Input and weights on different GPUs after 1 epoch when model sharding

Sybil · March 4, 2020, 5:25pm

I have read posts about model sharding and have found really good examples.
However, when I implemented it, at the 2nd epoch, I got the following error:

RuntimeError: Expected tensor for argument #1 'input' to have the same device as tensor for argument #2 'weight'; but device 0 does not equal 1 (while checking arguments for cudnn_convolution)

My code is like:

class MyModel(nn.Module):
    def __init__(self, some_param):
        self.large_submodule1 = SubModel1(...)
        self.large_submodule2 = SubModel2(...)

        self.large_submodule1.cuda(0)
        self.large_submodule2.cuda(1)

    def forward(self, x):
        x1, x2, cat = self.large_submodule1(x)
        x1 = x1.cuda(1)
        x2 = x2.cuda(1)
        cat = cat.cuda(1)
        out = self.large_submodule2(x1, x2, cat)
        return out.cuda(0) # because the ground truth is saved at cuda(0)

class SubModel1(nn.Module):
    def __init__(self, some_param):
        self.conv1 = ...
        self.conv2 = ...
        self.sigmoid = 

    def forward(self, x):
        x1 = self.conv1(x)
        x2 = self.conv2(x1)
        cat = torch.cat((x1, x2), dim=1)
        return x1, x2, cat

class SubModel2(nn.Module):
    def __init__(self, some_param):
        self.conv1 = ...
        self.conv2 = ...
        self.sigmoid = 

    def forward(self, x1, x2, cat):
        x1 = self.conv1(x1)
        x2 = self.conv2(x2)
        out = torch.cat((x1, x2, cat), dim=1)
        return out

It worked at the 1st epoch, but throwed the above error at the 2nd epoch.
I’ve read this issue about a similar error, but I didn’t use DataParallel and my batch size was 1.

Thank you for your time!

ptrblck · March 5, 2020, 5:12am

Did you call to() on the model after the first epoch, e.g. in your validation loop?
Could you post a code snippet to reproduce this issue?

Sybil · March 5, 2020, 9:03am

Oh yes.

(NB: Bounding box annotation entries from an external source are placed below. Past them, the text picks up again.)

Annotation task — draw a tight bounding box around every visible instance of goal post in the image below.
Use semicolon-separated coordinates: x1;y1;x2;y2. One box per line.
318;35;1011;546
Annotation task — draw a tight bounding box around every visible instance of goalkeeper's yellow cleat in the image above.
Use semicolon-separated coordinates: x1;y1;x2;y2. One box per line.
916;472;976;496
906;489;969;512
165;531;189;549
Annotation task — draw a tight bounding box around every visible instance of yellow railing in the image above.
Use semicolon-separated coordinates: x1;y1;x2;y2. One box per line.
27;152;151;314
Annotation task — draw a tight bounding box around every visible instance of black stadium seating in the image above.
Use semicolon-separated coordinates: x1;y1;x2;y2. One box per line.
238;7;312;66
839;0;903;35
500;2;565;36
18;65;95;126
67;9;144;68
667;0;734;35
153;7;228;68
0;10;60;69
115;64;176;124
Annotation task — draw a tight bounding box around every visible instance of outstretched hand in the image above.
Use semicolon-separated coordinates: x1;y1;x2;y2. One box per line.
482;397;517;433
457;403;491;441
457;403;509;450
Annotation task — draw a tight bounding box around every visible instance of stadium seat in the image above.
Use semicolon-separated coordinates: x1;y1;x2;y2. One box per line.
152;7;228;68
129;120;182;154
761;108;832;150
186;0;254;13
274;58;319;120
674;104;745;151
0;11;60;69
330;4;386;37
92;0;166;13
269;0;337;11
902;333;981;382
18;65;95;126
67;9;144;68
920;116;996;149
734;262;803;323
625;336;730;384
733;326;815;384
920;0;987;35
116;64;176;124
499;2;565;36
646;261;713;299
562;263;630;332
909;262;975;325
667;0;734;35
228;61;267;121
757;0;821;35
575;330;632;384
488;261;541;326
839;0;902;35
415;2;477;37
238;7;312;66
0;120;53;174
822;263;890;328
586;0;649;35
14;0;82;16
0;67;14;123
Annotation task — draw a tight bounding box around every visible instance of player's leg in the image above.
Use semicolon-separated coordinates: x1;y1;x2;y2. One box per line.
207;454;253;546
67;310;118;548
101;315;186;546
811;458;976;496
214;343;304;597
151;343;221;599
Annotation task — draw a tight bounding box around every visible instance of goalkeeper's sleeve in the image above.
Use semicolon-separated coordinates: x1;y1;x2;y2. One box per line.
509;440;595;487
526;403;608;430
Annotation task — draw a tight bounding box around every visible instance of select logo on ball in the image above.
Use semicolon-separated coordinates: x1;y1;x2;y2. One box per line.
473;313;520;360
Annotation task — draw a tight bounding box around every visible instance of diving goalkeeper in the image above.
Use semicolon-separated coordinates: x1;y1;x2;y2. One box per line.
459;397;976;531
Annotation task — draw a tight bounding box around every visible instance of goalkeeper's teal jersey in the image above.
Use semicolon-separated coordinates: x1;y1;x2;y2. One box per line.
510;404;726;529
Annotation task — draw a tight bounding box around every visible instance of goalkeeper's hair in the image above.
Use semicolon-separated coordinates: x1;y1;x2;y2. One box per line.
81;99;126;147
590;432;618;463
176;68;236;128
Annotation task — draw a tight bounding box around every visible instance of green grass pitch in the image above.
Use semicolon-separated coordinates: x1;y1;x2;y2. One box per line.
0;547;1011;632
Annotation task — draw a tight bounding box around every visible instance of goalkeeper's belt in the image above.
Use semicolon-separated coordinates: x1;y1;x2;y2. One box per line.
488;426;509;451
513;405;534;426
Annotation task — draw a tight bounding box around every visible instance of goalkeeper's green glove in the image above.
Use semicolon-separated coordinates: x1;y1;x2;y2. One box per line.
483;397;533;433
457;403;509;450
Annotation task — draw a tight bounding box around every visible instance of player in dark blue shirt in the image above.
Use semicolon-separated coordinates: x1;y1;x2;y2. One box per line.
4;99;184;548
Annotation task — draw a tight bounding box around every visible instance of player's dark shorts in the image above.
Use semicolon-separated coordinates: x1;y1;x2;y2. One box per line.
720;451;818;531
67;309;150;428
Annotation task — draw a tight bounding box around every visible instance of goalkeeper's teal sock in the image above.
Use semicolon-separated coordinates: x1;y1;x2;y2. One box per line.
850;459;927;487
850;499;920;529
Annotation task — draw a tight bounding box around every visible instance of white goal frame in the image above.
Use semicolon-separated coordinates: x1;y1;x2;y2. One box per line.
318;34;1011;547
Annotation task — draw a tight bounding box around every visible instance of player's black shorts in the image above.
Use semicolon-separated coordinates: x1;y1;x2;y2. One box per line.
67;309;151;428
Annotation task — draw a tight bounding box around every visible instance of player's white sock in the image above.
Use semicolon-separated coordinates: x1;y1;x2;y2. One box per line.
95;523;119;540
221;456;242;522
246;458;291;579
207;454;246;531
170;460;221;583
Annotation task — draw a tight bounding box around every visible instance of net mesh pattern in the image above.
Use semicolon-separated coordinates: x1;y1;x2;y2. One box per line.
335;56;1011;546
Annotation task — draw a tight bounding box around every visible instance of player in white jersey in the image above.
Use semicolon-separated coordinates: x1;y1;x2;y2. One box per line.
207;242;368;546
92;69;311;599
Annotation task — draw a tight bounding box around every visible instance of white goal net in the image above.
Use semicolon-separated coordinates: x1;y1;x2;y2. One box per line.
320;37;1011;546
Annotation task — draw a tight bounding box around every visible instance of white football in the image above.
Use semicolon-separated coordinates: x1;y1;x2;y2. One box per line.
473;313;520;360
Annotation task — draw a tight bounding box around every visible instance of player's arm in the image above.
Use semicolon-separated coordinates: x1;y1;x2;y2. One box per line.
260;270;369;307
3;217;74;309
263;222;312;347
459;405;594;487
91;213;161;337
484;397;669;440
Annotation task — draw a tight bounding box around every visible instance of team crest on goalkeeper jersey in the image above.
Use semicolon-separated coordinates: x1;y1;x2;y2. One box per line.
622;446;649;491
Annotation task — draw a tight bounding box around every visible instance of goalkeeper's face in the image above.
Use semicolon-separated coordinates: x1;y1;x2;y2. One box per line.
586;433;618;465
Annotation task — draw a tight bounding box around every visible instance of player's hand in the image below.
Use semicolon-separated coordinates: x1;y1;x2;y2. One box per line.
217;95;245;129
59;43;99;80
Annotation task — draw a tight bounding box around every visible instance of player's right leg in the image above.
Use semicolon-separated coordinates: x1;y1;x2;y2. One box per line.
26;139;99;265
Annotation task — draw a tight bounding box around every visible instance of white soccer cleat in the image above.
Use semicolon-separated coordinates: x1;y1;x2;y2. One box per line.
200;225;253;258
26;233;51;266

Thank you for your reply! I re-checked the main function and found that my model was moved to CPU to save checkpoints, and then it was moved to one GPU as a whole.
Now after every saving operation I change the device of each submodule. It worked for 1 batch, but when I further utilized DataParallel, as your post suggested, it throwed the following error:

RuntimeError: module must have its parameters and buffers on device cuda:0 (device_ids[0]) but found one of them on device: cuda:1

My code now is like:

class MyModel(nn.Module):
    def __init__(self, some_param):
        self.large_submodule1 = SubModel1(...)
        self.large_submodule2 = SubModel2(...)

        if len(gpu_ids) == 2:
              self.large_submodule1.cuda(0)
              self.large_submodule2.cuda(1)
        elif len(gpu_ids) == 4:
              self.large_submodule1 = nn.DataParallel(self.large_submodule1, device_ids=[0, 1]).to('cuda:0')
              self.large_submodule2 = nn.DataParallel(self.large_submodule2, device_ids=[2, 3]).to('cuda:2')

    def forward(self, x):
        x1, x2, cat = self.large_submodule1(x) # error occurs here
        device = x1.device.index # don't know if there's a better way to do this
        x1 = x1.cuda(device+2)
        x2 = x2.cuda(device+2)
        cat = cat.cuda(device+2)
        out = self.large_submodule2(x1, x2, cat)
        return out.cuda(device) 

class Seg(BaseModel)
    def initialize(self, opts, **kwargs):
        self.net = MyModel(some_param)
    def save_network(self, path):
        torch.save(self.net.cpu().state_dict(), path+'/model.pth')
        if len(gpu_ids) == 2:
            self.net.large_submodule1.cuda(0)
            self.net.large_submodule2.cuda(1)
        elif len(gpu_ids) == 4:
            self.net.large_submodule1 = nn.DataParallel(self.net.large_submodule1, device_ids=[0, 1]).to('cuda:0')
            self.net.large_submodule2 = nn.DataParallel(self.net.large_submodule2, device_ids=[2, 3]).to('cuda:2')

Now if I use 2 GPUs it works fine. But if I use 4 GPUs, after saving a checkpoint, it throws the above error at the next epoch. Could you help me with this? Many thanks!

Sybil · March 5, 2020, 11:05am

I figured it out. It should be:

            self.net.large_submodule1 = self.net.large_submodule1.to('cuda:0')
            self.net.large_submodule2 = self.net.large_submodule2.to('cuda:2')